I provvedimenti di fermo, emessi dalla Procura della Repubblica di Brescia, sono stati eseguiti lunedì mattina dai carabinieri della Compagnia di Gardone Val Trompia, con il supporto del Nucleo cinofili di Orio al Serio. I destinatari delle misure sono un 22enne algerino e un 28enne marocchino.
La ricostruzione
Secondo quanto ricostruito nel corso delle indagini, la vittima è stata stata attirata nel bosco da alcuni spacciatori.
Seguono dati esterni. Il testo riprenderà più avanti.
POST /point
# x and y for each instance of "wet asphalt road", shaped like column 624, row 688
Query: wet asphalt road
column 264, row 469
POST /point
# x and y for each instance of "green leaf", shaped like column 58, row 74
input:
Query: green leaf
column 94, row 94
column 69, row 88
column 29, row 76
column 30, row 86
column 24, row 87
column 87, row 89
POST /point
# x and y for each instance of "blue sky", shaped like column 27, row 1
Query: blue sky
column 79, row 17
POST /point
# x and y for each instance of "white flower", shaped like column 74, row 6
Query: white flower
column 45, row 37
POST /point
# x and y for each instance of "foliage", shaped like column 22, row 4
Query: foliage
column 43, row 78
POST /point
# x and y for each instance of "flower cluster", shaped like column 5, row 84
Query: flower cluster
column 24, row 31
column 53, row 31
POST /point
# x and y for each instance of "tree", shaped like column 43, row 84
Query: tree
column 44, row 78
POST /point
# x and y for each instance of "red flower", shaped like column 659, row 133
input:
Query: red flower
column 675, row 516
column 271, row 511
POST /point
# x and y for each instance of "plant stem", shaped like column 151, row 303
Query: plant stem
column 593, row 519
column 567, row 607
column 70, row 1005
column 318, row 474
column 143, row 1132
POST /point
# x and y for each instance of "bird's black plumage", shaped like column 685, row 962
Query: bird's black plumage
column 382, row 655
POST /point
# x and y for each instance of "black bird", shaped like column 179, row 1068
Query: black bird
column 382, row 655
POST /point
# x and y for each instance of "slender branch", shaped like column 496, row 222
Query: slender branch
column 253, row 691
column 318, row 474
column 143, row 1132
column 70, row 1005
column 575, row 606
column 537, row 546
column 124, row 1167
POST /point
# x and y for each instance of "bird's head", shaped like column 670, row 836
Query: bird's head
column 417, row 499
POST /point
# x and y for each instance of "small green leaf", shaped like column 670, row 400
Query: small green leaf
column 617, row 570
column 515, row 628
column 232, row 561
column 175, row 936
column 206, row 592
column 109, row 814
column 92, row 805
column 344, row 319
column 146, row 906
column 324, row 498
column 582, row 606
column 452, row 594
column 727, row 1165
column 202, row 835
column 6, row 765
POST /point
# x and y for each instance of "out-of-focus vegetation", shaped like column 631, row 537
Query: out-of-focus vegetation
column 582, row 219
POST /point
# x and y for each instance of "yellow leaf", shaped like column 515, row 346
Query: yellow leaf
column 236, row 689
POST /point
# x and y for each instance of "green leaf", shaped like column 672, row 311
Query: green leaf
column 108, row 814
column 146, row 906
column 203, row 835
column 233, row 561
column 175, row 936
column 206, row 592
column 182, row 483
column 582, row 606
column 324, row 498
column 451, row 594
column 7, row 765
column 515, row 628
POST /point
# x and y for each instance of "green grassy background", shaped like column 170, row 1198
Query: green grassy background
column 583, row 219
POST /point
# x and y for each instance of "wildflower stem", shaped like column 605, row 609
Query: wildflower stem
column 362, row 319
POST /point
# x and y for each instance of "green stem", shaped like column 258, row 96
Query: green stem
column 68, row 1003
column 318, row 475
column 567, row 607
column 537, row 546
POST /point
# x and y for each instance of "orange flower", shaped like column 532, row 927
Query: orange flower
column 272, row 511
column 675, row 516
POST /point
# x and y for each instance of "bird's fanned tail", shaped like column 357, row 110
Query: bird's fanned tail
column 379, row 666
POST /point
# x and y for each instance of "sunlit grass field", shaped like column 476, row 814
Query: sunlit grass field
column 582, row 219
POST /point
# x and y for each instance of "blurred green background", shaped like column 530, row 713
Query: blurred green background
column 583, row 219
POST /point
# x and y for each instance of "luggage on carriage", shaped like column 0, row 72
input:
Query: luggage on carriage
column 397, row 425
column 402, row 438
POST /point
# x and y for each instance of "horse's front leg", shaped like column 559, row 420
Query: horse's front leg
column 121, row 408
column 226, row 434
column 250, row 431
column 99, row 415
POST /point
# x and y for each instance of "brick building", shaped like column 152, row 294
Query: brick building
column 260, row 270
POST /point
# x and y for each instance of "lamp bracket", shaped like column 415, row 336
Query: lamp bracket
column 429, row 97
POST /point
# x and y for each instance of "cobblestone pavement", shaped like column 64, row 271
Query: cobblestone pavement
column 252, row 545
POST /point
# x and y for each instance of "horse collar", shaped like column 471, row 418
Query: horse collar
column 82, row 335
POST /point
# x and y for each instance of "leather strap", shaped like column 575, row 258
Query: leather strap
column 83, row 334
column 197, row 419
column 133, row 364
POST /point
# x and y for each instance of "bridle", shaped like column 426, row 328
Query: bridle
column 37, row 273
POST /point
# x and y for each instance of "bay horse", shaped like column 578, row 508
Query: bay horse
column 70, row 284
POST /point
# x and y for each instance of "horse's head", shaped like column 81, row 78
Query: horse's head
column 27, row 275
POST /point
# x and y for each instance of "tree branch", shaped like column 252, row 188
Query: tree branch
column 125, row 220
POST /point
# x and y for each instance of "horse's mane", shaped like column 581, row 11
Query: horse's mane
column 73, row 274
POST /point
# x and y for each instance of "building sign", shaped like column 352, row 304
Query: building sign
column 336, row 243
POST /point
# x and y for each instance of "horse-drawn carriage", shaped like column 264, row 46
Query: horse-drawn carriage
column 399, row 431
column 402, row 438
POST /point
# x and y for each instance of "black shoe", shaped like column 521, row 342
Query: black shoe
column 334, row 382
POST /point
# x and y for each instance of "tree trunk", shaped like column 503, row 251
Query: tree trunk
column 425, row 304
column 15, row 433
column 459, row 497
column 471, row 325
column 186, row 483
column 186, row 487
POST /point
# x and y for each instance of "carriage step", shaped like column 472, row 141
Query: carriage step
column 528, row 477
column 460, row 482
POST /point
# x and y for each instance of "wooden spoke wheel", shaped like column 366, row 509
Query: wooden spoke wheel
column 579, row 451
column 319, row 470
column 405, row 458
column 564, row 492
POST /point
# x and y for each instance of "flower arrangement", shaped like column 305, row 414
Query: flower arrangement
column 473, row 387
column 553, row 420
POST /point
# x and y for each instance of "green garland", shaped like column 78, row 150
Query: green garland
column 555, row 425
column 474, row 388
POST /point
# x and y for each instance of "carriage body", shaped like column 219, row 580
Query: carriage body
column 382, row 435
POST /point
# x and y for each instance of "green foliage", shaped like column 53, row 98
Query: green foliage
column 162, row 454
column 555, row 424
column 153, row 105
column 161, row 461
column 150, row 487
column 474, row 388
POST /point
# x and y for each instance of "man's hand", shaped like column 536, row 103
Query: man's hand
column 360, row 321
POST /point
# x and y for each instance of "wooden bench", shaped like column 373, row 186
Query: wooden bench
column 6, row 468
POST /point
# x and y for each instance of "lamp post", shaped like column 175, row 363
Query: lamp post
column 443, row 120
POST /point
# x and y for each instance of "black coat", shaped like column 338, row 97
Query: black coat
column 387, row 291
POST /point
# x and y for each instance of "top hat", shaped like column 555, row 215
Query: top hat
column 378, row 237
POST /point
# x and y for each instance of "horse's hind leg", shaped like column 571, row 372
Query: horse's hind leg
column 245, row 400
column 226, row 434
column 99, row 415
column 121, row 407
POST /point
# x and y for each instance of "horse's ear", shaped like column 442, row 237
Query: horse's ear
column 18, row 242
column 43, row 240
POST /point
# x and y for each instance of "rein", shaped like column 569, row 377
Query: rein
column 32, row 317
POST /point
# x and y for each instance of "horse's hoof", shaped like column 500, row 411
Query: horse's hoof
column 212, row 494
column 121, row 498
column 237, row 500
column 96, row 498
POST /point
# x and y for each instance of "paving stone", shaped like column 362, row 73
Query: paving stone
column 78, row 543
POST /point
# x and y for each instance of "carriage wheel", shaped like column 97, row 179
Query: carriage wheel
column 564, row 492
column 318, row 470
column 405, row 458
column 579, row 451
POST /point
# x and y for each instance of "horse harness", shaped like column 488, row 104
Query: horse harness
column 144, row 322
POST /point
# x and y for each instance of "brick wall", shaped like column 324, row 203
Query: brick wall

Una volta raggiunta l’area, l’uomo è stato immobilizzato e trattenuto contro la propria volontà per alcune ore.
Durante il sequestro sarebbe stato minacciato con un coltello e colpito più volte. Soltanto in un secondo momento è stato liberato, riuscendo ad allontanarsi e a contattare il 112 per chiedere aiuto.
Le indagini avviate dai carabinieri, coordinate dalla Procura di Brescia, hanno consentito di individuare in breve tempo i due presunti responsabili. Dopo il fermo, entrambi sono stati accompagnati nel carcere di Brescia.